Bild 1 - 4: Elephant Man auf der
Bühne in "The Jungle"
Seine
Anzugsordnung lässt im laufe der Show immer mehr Federn. Die
ständigen Dancehalleinlagen mit „Big Bamboo
Massagen“ lassen seine Hose immer mehr in Richtung Kniekehlen
rutschen. Bei einer Aktion reißt er fast den
Bühnenpavillon nieder. Mächtig gewaltige Stimmung da
unten. Hier oben ist das Treiben wegen der Tische und Stühle
nicht ganz so doll. Zum Glück. Ele´s aktueller Hit
„Gully Creepa“, der schon einen neuen Tanzstil nach
sich gezogen hat, ist selbstverständlich auch Bestandteil der
Show. Man muss nur die ersten Töne und die Gangart sehen, da
weiß man was kommt. Leider, wie fast bei allen
Stücken seines Auftritts, gibt es auch hier keine volle
Länge.
Live
Video Snippets:
Konshens und Elephant Man
Nach einer halben Stunde ist der Energy God aber schon am Ende seiner
Energie. Das Rüsseltier verlässt die Bühne
und bullige Bodyguards verstellen sämtliche Hoffnungen auf
eine Audienz. Ich komme mir vor wie ein Zwerg. „Nur
Mädels!“, geben die mir unmissverständlich
mit grimmiger Mine zu verstehen. Aber auch die Mädels werden
erst einer Bemusterung unterzogen. Nur wer den Idealen der Bodyguards
entspricht, kann dann jubelnd und aufkreischend die gewichtigen Typen
passieren. Nur wenige haben das Glück.
Etwas später kommt Ele aus dem Backstage gestürzt.

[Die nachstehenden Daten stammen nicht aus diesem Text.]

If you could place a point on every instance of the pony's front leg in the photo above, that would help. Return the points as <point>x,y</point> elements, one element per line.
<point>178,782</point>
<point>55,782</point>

Vorneweg die Bodyguards, die alles aus dem Weg räumen und
hinterher Eles Clique. Sie schwingen sich auf ihre Motorräder
und wollen gerade verschwinden. Und da ist meine Chance. Eles Motorrad
streikt. Jetzt geben die Typen endlich auf, mich fern zu halten und
gestatten mir ein paar Schnappschüsse. „Mach aber
schnell!“, so die Ansage.
Bild 1 - 6: Elephant Man und sein
streikendes Motorrad
Leider geht das alles viel zu schnell, und meine Bilder gelingen nicht
so recht. Aber egal, irgendwann wird es schon noch einmal klappen und
als Beleg genügen sie allemal. Dann springt das Motorrad an.
Ele knattert im Pulk seiner Clique auf den Norman Manley Boulevard
hinaus und verschwindet in der Finsternis.
In der Ferne dröhnt nur noch der Lärm der vielen
Partys, die wohl noch bis zum Morgengrauen gehen werden. Auf meinen
paar Metern bis zum Hotel mindert zum Glück das Konzert der
Baumfrösche das Getöse etwas ab und erinnert mich
wieder an die andere Seite von Jamaica.